Thursday, December 23, 2010

Fourth Thursday of Advent

Christmas Means Charity -- Heaven's First Law

ove is the greatest power in the world.  It is stronger than death.  It depends not upon coercion or force but upon inspiration.  Love, which is charity, is the first law of God.  All other laws are rooted in it.  Love depends not upon any power in the world.  It has its roots and inspiration in God.  Only the almighty power of God is capable of inspiring divine love from which all human love flows -- and without divine inspiration love cannot endure.

Like the every flower that the lover bestows upon his loved one -- the rose, which bears many thorns -- so true love is often born out of sorrow.  Charity, then, which is love of God and of neighbor, shares joy and sorrow alike.

These considerations should prompt us to make an intention in all that we do for our neighbors.  That intention should be purified each day with prayer, and that should be a prayer that all things we do might be prompted by love of God.  No human motive, no matter how noble, can take the place of charity.  No philanthropic project, no matter how stupendous, if not properly rooted in God as well as man, can be compared to the widow's mite prompted by the inspiration divine.  In these days when so many drives are being carried out to alleviate the sufferings of peoples both here and abroad, it is well to rember prayerfully the words of the Apostle on charity, that it will avail nothing unless God is part of our plans.

If the Vicar of Christ had a thousand voices he could enunciate a thousand different heart-stirring appeals, he could speak of the neediest cases, and stir thousands of hearts to pity and urge them to sacrifice.  Yet, all the thousand voices and all their neediest cases would have but one motivation and one inspiration, namely, God.  For all that we do for our neighbor, we do out of the motive of love of God.  This is charity!
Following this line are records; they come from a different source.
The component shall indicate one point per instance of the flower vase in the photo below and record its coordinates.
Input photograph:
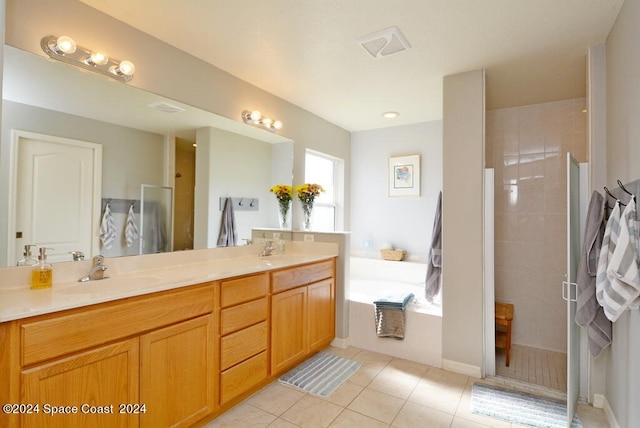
(307, 209)
(283, 214)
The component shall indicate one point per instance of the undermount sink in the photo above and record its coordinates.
(111, 284)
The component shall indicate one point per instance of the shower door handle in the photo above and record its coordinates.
(566, 287)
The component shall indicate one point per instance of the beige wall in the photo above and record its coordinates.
(623, 163)
(527, 146)
(462, 223)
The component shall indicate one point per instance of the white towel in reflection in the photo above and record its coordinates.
(107, 228)
(131, 232)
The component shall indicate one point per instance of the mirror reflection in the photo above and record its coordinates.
(143, 140)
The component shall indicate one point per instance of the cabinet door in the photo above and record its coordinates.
(321, 297)
(94, 382)
(288, 328)
(177, 380)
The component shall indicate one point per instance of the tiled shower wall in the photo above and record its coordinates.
(527, 146)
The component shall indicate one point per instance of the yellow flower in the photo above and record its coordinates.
(283, 192)
(307, 192)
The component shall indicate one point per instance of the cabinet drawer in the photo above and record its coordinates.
(51, 336)
(295, 277)
(242, 290)
(242, 377)
(241, 316)
(243, 344)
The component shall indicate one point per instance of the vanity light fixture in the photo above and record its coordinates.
(255, 118)
(65, 49)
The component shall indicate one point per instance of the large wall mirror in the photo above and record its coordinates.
(145, 140)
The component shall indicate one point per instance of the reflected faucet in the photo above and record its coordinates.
(97, 271)
(268, 248)
(78, 256)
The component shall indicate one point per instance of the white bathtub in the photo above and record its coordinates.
(372, 278)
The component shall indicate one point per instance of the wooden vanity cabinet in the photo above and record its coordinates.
(302, 313)
(172, 358)
(149, 360)
(244, 329)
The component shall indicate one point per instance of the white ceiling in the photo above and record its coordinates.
(306, 51)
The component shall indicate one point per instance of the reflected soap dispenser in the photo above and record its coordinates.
(28, 259)
(42, 273)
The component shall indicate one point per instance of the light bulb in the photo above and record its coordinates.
(97, 58)
(126, 68)
(65, 45)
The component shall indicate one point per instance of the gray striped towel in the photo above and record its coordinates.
(107, 228)
(609, 241)
(623, 287)
(434, 263)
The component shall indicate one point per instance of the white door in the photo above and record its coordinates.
(569, 286)
(57, 195)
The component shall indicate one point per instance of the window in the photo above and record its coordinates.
(328, 172)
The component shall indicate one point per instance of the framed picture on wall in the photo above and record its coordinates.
(404, 175)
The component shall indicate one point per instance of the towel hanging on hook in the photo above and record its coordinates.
(624, 188)
(613, 197)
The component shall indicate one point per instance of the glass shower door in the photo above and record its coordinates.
(156, 219)
(569, 288)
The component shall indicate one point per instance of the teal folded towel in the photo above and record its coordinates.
(394, 300)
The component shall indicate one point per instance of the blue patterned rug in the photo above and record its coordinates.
(520, 407)
(321, 374)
Did you ever playfully, but never with more serious intent, as a little child the question:  "How much do you love me?"  Then did you think long and meditatively on the child's answer?  Do you remember that there were no words spoken?  There was only an eloquent gesture.  Little arms were outstretched all the way as far as they could. The child was showing that its love was boundless.  Now, perhaps, if one could phrase the same question to Jesus as one knelt before the crib at Christmas or the crucifix on Good Friday, "How much, O Lord, do You love me?"  he would obtain the same answer.  The answer would be identical to the little child's response -- no words spoken, but an eloquent gesture of arms outstretched all the way in token of His boundless love.

If we are attuned to the charity of the Sacred heart from whence all love that is lasting must flow, then we will practice the perfect way of life and live according to the first law of love.


Bless, O Lord, all our hearts today and move them to pity.  Let this pity be for themselves, lest one day they appear before You naked of the riches of charity.  Being moved to compunction for our sins we shall then love you more and show this love to men.